Former government body in New South Wales, Australia

The New South Wales Coal Compensation Board was a government body in New South Wales which had responsibility for determining compensation payable when coal in the state was compulsorily acquired in 1981.

==Background==

In 1981 the New South Wales Government passed legislation which vested all unmined coal to the crown. The effect of the Coal Acquisition Act 1981 (NSW) was that the government became the owner of all unmined coal in the state. This enabled the government to tax the mining of coal, a situation it was not allowed to do when coal was privately owned.

According to the board’s annual report, the net benefit to the State from the acquisition of private coal is estimated at $10 billion after taking into account compensation payments totalling $682 million.
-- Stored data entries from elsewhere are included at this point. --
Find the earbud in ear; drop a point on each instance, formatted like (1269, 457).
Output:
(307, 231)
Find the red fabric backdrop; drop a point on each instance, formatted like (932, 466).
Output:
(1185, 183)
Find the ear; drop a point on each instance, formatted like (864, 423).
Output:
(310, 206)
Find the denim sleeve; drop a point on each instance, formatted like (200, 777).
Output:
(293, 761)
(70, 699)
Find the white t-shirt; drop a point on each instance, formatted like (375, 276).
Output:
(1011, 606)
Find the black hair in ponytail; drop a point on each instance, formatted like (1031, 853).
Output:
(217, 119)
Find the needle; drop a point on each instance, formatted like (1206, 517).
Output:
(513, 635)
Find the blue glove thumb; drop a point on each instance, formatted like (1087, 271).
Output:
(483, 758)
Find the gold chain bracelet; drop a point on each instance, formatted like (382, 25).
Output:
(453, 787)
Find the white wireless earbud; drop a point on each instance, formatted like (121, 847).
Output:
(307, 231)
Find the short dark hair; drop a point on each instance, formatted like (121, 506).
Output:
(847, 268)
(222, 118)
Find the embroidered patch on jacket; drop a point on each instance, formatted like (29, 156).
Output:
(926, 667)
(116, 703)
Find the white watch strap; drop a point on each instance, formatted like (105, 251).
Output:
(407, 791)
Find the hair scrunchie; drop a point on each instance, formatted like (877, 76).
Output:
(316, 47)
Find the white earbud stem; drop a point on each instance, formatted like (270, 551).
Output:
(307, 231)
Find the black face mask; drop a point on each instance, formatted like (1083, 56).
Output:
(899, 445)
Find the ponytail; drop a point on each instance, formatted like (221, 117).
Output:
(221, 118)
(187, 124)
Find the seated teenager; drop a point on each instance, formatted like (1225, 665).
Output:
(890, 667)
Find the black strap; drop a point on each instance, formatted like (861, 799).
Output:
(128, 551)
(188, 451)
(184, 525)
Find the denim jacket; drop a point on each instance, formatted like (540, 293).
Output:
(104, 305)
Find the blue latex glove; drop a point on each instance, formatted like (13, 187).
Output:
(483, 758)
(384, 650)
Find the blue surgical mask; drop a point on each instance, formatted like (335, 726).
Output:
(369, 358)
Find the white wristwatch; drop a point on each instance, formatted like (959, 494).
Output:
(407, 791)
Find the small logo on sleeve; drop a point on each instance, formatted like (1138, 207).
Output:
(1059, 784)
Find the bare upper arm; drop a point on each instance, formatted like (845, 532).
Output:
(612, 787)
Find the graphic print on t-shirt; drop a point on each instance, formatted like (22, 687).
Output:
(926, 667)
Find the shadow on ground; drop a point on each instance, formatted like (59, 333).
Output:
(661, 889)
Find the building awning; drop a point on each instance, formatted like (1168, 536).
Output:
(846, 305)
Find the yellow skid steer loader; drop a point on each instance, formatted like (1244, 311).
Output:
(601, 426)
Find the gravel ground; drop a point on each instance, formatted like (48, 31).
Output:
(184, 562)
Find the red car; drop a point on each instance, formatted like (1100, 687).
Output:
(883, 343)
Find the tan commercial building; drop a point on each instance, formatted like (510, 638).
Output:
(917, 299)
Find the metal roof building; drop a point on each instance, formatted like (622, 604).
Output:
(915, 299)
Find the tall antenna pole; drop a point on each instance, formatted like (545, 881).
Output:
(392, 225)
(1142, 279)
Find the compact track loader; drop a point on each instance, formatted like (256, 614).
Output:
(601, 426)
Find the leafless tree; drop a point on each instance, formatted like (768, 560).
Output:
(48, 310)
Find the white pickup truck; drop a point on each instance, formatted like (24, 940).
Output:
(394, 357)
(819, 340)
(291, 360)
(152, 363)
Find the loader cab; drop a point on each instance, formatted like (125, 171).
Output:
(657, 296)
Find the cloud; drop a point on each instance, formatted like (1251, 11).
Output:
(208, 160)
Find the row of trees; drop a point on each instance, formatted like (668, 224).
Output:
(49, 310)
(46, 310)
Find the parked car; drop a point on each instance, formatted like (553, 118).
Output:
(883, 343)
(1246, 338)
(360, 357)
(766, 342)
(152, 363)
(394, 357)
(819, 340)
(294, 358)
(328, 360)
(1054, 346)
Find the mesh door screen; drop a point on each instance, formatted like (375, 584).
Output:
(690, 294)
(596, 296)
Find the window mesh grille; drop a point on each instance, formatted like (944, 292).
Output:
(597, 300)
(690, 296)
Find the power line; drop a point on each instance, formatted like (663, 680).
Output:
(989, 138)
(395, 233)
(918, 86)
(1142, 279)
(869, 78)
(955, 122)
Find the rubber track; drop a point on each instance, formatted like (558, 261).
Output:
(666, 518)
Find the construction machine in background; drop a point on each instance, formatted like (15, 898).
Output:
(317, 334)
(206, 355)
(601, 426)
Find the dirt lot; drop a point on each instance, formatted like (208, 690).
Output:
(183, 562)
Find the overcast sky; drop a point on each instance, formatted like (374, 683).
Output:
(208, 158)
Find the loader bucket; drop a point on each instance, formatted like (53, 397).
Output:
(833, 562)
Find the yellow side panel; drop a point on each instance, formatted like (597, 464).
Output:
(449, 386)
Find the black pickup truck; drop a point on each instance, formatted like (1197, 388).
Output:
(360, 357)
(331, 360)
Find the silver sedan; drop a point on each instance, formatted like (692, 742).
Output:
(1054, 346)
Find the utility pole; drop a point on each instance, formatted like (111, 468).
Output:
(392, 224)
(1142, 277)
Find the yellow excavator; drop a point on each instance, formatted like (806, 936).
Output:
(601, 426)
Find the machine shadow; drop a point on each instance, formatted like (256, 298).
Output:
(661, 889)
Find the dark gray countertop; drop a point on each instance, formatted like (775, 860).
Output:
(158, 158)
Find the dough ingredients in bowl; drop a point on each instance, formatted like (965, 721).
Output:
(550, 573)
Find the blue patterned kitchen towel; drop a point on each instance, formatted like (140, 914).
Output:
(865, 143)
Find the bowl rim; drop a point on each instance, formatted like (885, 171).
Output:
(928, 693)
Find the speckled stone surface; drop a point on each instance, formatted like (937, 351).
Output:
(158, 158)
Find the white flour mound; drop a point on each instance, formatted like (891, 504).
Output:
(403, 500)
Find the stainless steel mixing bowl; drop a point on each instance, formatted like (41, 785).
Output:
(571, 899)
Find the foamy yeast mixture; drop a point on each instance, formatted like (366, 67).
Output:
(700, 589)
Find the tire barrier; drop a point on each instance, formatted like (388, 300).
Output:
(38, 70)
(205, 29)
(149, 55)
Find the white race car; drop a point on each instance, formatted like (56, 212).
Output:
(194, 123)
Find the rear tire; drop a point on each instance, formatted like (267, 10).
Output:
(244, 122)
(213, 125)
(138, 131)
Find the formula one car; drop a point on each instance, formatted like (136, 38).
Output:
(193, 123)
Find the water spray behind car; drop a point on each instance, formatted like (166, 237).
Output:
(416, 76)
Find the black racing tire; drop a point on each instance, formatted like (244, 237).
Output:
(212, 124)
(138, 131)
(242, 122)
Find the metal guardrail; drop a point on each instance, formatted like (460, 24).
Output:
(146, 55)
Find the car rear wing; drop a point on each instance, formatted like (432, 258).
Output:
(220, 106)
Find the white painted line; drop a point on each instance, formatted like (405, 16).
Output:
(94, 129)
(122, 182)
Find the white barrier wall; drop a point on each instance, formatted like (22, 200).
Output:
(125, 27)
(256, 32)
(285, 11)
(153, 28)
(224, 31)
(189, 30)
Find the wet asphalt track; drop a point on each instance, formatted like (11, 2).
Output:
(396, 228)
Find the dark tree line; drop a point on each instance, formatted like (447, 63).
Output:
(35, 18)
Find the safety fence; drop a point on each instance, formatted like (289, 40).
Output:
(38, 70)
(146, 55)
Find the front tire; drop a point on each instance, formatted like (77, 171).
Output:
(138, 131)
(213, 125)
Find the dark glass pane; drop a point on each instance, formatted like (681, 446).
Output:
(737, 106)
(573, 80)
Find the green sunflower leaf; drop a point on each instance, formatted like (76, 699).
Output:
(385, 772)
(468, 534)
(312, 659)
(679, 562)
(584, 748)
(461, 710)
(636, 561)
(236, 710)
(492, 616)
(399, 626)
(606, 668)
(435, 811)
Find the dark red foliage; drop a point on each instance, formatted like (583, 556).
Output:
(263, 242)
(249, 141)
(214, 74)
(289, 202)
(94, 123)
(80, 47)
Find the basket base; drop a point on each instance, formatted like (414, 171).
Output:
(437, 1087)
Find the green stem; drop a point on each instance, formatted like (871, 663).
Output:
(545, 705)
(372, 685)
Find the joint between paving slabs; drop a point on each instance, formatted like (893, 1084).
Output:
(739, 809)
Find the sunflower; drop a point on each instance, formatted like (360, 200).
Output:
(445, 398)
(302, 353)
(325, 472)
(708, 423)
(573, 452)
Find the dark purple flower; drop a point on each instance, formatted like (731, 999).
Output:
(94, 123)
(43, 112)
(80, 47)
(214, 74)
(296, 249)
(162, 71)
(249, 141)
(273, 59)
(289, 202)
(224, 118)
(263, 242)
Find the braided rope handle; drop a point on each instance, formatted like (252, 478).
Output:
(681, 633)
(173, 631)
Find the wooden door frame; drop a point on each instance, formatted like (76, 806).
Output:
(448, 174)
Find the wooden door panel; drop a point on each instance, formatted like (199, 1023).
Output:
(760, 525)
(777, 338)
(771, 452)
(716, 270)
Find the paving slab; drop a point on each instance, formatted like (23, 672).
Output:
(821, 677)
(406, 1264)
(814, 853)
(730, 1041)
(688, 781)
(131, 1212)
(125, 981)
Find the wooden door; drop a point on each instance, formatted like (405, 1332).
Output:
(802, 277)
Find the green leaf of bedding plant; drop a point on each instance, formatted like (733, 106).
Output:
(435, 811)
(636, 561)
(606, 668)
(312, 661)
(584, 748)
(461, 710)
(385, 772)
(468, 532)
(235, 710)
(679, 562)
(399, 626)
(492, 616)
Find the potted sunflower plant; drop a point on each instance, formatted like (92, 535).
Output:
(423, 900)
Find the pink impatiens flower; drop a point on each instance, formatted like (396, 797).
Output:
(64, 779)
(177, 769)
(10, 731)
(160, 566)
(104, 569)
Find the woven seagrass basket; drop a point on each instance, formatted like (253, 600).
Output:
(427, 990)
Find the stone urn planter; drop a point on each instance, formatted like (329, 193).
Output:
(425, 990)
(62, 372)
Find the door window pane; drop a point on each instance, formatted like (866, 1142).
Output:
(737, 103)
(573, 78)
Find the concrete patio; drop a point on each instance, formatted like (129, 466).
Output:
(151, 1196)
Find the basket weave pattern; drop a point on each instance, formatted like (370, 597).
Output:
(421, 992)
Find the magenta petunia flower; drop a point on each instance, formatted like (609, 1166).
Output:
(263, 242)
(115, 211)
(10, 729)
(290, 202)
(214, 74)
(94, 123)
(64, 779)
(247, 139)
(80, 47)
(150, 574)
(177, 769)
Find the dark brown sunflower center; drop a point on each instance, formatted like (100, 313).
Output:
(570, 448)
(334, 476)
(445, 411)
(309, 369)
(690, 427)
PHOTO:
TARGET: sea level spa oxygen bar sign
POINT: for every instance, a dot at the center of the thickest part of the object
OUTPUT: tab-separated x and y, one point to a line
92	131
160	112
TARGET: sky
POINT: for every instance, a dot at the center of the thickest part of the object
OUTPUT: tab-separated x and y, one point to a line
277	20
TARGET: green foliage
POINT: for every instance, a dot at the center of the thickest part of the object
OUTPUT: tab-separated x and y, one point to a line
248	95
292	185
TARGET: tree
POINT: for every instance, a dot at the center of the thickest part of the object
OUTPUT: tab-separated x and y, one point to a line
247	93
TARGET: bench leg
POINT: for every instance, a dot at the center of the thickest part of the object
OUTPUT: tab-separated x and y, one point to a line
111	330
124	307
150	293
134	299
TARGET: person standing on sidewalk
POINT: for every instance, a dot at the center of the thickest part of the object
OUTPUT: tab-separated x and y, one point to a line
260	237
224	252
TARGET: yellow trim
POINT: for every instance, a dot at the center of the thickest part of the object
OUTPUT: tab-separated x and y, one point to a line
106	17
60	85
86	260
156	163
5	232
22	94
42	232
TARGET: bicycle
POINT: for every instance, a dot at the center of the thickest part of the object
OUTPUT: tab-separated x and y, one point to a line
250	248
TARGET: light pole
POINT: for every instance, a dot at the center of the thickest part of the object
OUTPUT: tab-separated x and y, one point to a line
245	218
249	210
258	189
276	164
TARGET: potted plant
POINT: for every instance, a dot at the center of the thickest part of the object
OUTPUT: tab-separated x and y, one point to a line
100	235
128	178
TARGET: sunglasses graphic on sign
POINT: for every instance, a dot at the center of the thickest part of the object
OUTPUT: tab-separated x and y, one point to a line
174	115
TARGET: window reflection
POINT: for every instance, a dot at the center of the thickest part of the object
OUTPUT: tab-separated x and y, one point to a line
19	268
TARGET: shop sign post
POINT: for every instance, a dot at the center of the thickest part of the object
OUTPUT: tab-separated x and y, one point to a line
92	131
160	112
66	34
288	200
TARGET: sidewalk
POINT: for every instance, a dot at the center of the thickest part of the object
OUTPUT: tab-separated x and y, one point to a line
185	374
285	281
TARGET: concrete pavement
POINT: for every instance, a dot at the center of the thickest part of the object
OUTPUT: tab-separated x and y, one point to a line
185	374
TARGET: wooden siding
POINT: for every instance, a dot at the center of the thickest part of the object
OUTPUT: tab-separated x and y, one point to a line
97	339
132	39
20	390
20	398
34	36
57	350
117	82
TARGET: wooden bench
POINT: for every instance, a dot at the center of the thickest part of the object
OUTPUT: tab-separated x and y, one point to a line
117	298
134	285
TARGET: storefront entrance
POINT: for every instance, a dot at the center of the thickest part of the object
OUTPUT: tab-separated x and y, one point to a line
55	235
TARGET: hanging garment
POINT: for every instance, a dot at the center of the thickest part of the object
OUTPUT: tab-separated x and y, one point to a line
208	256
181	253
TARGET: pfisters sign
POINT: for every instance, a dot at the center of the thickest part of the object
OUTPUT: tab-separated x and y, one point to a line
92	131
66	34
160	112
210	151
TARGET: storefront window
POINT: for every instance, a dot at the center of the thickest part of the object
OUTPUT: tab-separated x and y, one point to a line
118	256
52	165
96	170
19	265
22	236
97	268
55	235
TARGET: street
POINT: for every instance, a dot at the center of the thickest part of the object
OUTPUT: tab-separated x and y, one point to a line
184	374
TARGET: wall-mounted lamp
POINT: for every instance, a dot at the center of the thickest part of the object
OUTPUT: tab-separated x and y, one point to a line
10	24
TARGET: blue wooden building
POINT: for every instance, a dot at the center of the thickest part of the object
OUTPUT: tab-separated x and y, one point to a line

The board and the New South Wales Coal Compensation Review Tribunal were established in 1985 to address concerns by former coal owners through the introduction of the act. Both bodies are the result of recommendations of the Coal Compensation Taskforce Report.

==Constitution==

The board was established under the Coal Acquisition (Compensation) Arrangements 1985 (NSW). Those arrangements are made by the Governor of New South Wales under the Coal Acquisition Act 1981 (NSW), a law which entitles the governor to determine what compensation should be payable for the acquisition of coal in 1981.

The governor may appoint five part-time members to the board. This is on the recommendation of the minister responsible for mineral resources. One member has to be an employee of the Department of Mines.

The governor may appoint one of the members to be the chairperson of the board.

==Jurisdiction==
The board has jurisdiction to determine whether compensation is payable as a result of the compulsory acquisition of coal. It may also determine the amount of compensation payable as a result of that acquisition.

The board also has jurisdiction to determine whether there should be restitution of coal owner to a private owner, and it may also deal with the voluntary acquisi5ion of coal titles.

According to the board’s Annual Report, it received compensation claims between July 1985 and March 1986, and between December 1993 and July 1994 totaling some 28,261 claims.

The New South Wales government flagged that it wished for all compensation claims to be determined by March 2007.

==Appeals==
A person unhappy with the decision of the board may appeal to the New South Wales Coal Compensation Tribunal.

In certain cases, prerogative relief may be available from the Supreme Court of New South Wales. See for example NSW Coal Compensation Board v Nardell Colliery Pty Ltd [2004] NSWCA 35.

==Chairperson==

The final chairperson was Mr Alastair Fotheringham, who was appointed on 1 November 1999 and reappointed on 29 October 2003.